Help support low-income families
Ted Bradbury of the Maine chapter of Bread for the World addressed the CEUMC congregation on Sunday, May 9, urging everyone to write letters to members of Congress concerning legislation that would provide assistance to low-income, working families.
Congress will soon debate a series of tax cuts and tax credits that will expire this year — a crucial means of providing assistance to low-income, working families.
Take a few minutes and hand-write a letter to one or more of our members of Congress, offering your support for the legislation that low-income families so desperately need. Rather than an e-mail, or type-written letter, a hand-written note will be much more personal and show how much we care about this crucial issue.

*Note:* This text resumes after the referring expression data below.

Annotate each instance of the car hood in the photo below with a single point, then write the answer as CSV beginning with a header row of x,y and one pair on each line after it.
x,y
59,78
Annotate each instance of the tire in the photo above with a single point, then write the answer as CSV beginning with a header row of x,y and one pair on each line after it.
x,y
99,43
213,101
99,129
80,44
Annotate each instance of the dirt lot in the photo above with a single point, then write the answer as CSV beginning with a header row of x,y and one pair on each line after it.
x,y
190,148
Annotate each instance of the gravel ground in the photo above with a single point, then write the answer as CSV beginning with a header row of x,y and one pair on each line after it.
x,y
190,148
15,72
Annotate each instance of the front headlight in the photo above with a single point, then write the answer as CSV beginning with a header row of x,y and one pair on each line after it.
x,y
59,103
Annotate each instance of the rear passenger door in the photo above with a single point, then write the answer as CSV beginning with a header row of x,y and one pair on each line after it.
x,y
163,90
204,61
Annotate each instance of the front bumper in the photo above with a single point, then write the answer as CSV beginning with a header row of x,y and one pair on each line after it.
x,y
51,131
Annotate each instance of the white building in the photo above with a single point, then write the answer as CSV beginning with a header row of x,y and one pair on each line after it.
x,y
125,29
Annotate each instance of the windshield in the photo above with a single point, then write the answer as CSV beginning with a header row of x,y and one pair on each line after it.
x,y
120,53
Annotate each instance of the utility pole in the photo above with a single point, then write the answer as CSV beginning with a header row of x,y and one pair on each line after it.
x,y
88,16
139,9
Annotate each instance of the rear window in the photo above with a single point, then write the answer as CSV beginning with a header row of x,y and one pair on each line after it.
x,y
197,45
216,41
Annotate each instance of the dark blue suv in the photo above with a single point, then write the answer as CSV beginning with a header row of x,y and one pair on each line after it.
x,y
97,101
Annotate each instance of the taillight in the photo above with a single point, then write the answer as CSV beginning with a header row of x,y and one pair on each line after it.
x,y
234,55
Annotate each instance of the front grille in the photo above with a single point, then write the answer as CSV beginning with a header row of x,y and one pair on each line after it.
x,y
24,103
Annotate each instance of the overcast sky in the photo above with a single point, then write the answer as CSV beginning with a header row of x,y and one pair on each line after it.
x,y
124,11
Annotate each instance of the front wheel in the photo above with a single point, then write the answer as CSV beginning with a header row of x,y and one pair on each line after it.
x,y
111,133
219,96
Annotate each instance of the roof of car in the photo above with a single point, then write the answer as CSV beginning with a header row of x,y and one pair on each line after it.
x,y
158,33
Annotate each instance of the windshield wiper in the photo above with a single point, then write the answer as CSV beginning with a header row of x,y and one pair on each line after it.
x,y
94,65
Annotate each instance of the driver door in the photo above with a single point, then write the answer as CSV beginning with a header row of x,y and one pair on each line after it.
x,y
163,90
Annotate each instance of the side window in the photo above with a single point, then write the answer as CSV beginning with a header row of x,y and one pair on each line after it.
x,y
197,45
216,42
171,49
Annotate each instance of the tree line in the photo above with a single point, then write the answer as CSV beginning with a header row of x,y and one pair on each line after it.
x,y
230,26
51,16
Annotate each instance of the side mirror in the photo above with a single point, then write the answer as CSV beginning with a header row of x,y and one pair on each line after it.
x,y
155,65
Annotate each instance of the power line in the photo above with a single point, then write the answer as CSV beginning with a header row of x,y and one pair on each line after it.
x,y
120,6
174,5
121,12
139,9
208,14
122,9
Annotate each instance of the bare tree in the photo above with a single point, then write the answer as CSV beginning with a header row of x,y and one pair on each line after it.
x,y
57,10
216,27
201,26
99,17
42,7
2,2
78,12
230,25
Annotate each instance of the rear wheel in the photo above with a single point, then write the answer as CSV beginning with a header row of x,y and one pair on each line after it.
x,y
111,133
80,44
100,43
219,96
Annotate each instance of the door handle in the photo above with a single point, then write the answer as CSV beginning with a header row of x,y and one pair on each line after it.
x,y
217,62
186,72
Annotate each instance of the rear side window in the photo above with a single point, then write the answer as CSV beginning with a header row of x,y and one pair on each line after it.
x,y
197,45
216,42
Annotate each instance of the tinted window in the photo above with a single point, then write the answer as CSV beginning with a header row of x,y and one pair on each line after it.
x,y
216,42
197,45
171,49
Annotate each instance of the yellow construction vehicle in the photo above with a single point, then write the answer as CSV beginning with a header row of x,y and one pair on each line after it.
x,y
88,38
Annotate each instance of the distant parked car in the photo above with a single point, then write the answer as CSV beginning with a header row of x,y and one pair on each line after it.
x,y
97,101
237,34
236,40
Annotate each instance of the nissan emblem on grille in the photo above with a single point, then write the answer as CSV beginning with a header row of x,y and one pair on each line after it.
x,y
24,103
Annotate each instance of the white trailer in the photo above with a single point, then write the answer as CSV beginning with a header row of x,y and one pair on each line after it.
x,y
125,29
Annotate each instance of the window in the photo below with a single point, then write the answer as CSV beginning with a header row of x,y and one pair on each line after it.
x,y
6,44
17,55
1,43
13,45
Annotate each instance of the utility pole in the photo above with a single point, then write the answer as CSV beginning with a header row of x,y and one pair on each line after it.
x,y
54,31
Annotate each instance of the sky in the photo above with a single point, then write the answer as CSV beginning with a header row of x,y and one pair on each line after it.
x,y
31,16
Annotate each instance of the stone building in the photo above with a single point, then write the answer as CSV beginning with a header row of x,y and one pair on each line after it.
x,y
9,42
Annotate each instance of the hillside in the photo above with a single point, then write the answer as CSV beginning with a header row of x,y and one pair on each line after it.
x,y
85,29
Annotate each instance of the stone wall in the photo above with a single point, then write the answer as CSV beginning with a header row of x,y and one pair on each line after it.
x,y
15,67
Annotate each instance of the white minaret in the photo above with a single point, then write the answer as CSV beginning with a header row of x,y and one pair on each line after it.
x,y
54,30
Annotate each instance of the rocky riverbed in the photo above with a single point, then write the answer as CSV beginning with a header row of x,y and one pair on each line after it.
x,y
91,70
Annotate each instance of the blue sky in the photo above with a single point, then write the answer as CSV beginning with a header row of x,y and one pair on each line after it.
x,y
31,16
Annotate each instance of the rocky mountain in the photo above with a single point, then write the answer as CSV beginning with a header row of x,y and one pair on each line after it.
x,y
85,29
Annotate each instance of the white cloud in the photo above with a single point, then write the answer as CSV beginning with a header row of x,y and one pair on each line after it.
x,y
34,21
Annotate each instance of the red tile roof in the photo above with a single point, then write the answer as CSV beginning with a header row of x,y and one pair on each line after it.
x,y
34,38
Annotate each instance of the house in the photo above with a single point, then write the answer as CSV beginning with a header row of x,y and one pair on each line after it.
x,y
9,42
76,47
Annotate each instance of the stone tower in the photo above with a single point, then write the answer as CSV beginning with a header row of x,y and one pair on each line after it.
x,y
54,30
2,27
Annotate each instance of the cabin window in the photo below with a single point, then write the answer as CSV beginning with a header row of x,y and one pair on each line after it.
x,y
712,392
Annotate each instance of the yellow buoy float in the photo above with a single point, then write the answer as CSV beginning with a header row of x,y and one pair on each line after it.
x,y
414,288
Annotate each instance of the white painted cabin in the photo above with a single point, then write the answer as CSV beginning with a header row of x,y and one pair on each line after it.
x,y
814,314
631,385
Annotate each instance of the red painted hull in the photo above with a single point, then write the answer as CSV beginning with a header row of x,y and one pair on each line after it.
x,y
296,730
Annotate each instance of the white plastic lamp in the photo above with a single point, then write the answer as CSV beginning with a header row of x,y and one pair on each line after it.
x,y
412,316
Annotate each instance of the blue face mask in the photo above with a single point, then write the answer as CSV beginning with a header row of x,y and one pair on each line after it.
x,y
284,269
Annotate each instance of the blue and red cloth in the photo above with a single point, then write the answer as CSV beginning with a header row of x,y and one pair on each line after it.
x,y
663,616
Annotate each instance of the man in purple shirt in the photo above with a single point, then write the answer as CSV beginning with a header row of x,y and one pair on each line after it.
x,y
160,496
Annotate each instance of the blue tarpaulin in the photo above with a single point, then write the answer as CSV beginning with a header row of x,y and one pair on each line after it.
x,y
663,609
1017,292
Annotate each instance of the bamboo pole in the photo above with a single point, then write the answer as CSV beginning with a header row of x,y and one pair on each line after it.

Bring your letter to church on May 23 and put it in the offering plate along with your weekly offering. Letters will be collected and sent to our members of Congress through Bread for the World.
Addresses for our members of Congress:
- Senator Susan Collins: 413 Dirksen Senate Office Building, Washington, DC 20510
- Senator Olympia Snow: 154 Russell Senate Office Building, Washington, DC 20510
- Rep. Chellie Pingree: 1037 Longworth House Office Building, Washington, DC 20515
- Rep. Michael Michaud: 1724 Longworth House Office Building, Washington, DC 20515
For more information on Bread for the World and how the letter writing campaigns have worked in the past, click here: Bread for the World.
For more details on how to write the letter and what to say, click here:
BREAD FOR THE WORLD — OFFERING LETTERS 2010
Write to Congress. Here’s how:
1. Include your name and address at the end of your letter AND on the envelope, so your members of Congress know that you are one of the people they represent.
2. Ask for specific action, using the sentence below or your own words:
“I ask you to protect and strengthen key tax credits that can make a big difference for low-income workers and their families.”
3. Give reasons why. Examples are:
Share your personal story about what motivates you to write. Letters with personal stories are the most compelling and effective. Have you or someone you know been affected by these tax credits? In the midst of the debate over which taxes to change and which to renew, the needs of low-income people should not be lost.
President Obama and others have created a national goal of ending childhood hunger in the United States by 2015. They have also said that one way to do that is to increase income for low-wage workers through programs like the Earned Income Tax Credit and the Child Tax Credit.
In 2005, the Earned Income Tax Credit alone lifted more than 5 million people over the poverty line, including 2.6 million children. But we can and must do more.
4. Send your letter to Congress.
Dear Rep. ___________________ or Dear Sen. ___________________
Our nation needs a bold, comprehensive strategy to end childhood hunger in the United States. It’s vital that we make sure low-income families can meet their basic needs — including food. I ask you to protect and strengthen key tax credits that can make a big difference for low-income workers and their families.
These programs work. In 2005, the Earned Income Tax Credit (EITC) alone lifted more than 5 million people above the poverty line, including 2.6 million children. But we can and must do more. Nearly one in four children lives in a family that struggles to put food on the table. We need to protect and strengthen EITC and the Child Tax Credit and work toward the day when no parent has to send a child to bed hungry.